Fig. 3 Top level settings for NxD Training through configuration file#

PyTorch Lightning APIs#

PyTorch Lightning is a library that abstracts out model training workflows and eliminates the boilerplate code to setup training loops. Through its inheritable classes for training loops, data and customizable callbacks for checkpointing and distributed strategies, developers can set training workflows in a standardized and compact manner.

As shown in user interfaces to NxD Training, Figure (b), overall training scripts can be built using PyTorch Lightning and making use of NxD Core library. This requires overriding the base classes of PyTorch Lightning such as LightningModule, DataModule; configuring optimizer and LR scheduler;setting appropriate callbacks; and launching the Trainer. For more details, refer to NxD Core’s PyTorch Lightning developer guide and sample tutorial.

NxD Core Primitives#

NxD Core primitives are basic APIs that can be stitched together to build complete training workflows for AWS Trainium instances. Addtionally, these primitives are required for integrating a new custom model into NxD Training or using the model directly via NxD Core library.

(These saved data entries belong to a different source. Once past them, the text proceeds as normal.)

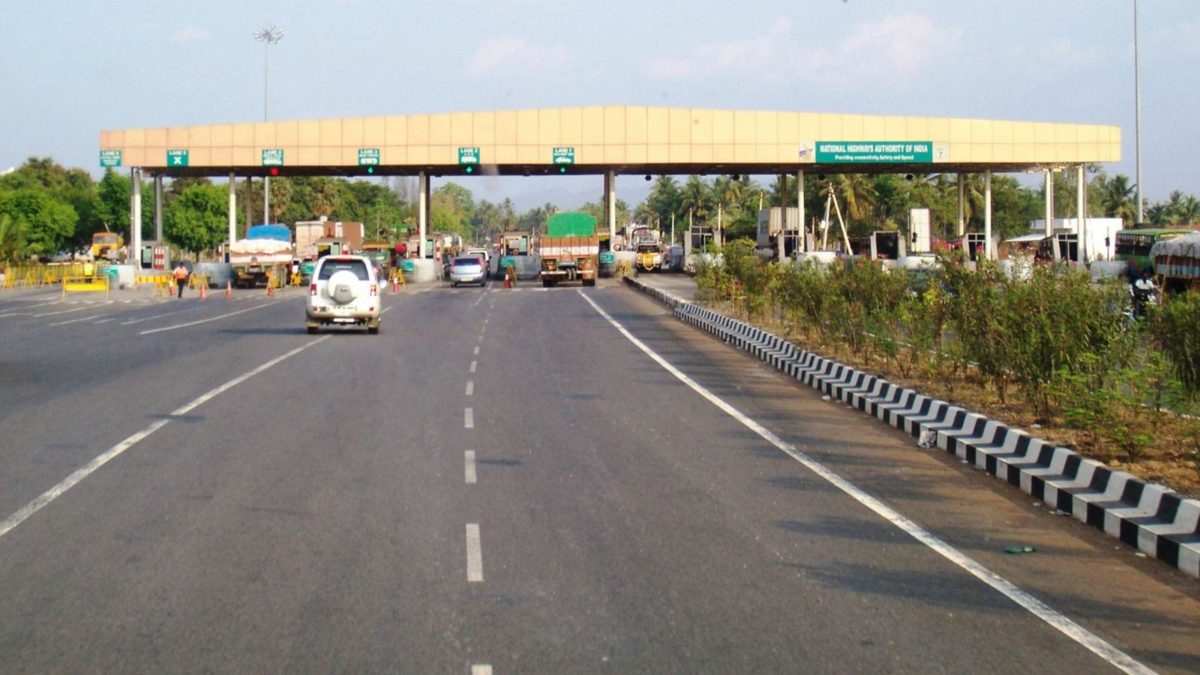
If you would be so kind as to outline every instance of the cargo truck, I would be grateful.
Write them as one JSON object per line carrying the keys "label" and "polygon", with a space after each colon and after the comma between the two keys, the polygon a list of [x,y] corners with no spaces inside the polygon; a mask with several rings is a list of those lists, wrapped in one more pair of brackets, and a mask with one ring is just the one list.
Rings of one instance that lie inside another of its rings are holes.
{"label": "cargo truck", "polygon": [[279,283],[287,278],[295,253],[292,231],[287,225],[246,228],[246,238],[229,245],[229,266],[233,268],[234,284],[239,288],[265,286],[268,272],[274,274]]}
{"label": "cargo truck", "polygon": [[579,280],[595,286],[600,267],[600,237],[596,218],[578,212],[556,213],[546,222],[546,235],[538,239],[543,286]]}

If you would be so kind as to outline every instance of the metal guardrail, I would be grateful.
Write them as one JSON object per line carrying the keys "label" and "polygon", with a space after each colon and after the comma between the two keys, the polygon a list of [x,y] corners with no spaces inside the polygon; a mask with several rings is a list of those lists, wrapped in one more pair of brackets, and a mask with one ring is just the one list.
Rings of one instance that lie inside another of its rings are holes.
{"label": "metal guardrail", "polygon": [[57,286],[68,277],[92,277],[98,271],[99,266],[89,262],[8,265],[2,287]]}
{"label": "metal guardrail", "polygon": [[67,293],[103,293],[104,299],[112,298],[108,284],[109,277],[107,274],[90,277],[63,277],[62,279],[62,296],[67,297]]}

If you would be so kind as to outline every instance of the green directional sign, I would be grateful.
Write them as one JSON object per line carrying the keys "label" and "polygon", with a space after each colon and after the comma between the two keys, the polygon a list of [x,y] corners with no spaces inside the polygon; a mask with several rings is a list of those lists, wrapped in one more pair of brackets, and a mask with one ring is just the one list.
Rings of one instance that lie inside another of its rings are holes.
{"label": "green directional sign", "polygon": [[113,169],[121,166],[121,151],[120,150],[101,150],[100,151],[100,166],[106,169]]}
{"label": "green directional sign", "polygon": [[554,148],[553,158],[555,164],[574,164],[575,148]]}
{"label": "green directional sign", "polygon": [[187,150],[167,150],[167,168],[188,165]]}
{"label": "green directional sign", "polygon": [[379,148],[359,148],[359,166],[379,166]]}
{"label": "green directional sign", "polygon": [[458,149],[459,164],[478,164],[479,163],[479,148],[459,148]]}
{"label": "green directional sign", "polygon": [[283,166],[283,148],[264,148],[262,151],[263,166]]}
{"label": "green directional sign", "polygon": [[818,164],[929,164],[932,141],[817,141]]}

NxD Core library has support for all the essential training features - model sharding, handling collective communications, memory reduction, checkpointing, optimizer setting and profiling. For example, tensor parallelism through NxD Core is achieved by converting the linear layers, common in attention modules of transformer-architecture based models, to parallel layers. For pipeline parallelism, NxD Core offers ability for both manual and automatic selection of pipeline cut points in the model graph. Additional options for sequence parallelism and activation recomputation help with memory reduction. For all these parallelism options, NxD Core library automatically ensures efficient management of all the required collective communications across Neuron Cores.

Exact details on how these capabilities can be exercised are described in NxD Core developer guide. For background information and description of NxD Core primitives, users are referred to NxD Core’s app notes, and API guide, respectively. Following these steps, once a new model is onboarded using NxD Core APIs, its training workflow can be streamlined using NxD Training’s experiment manager and data science/engineering modules.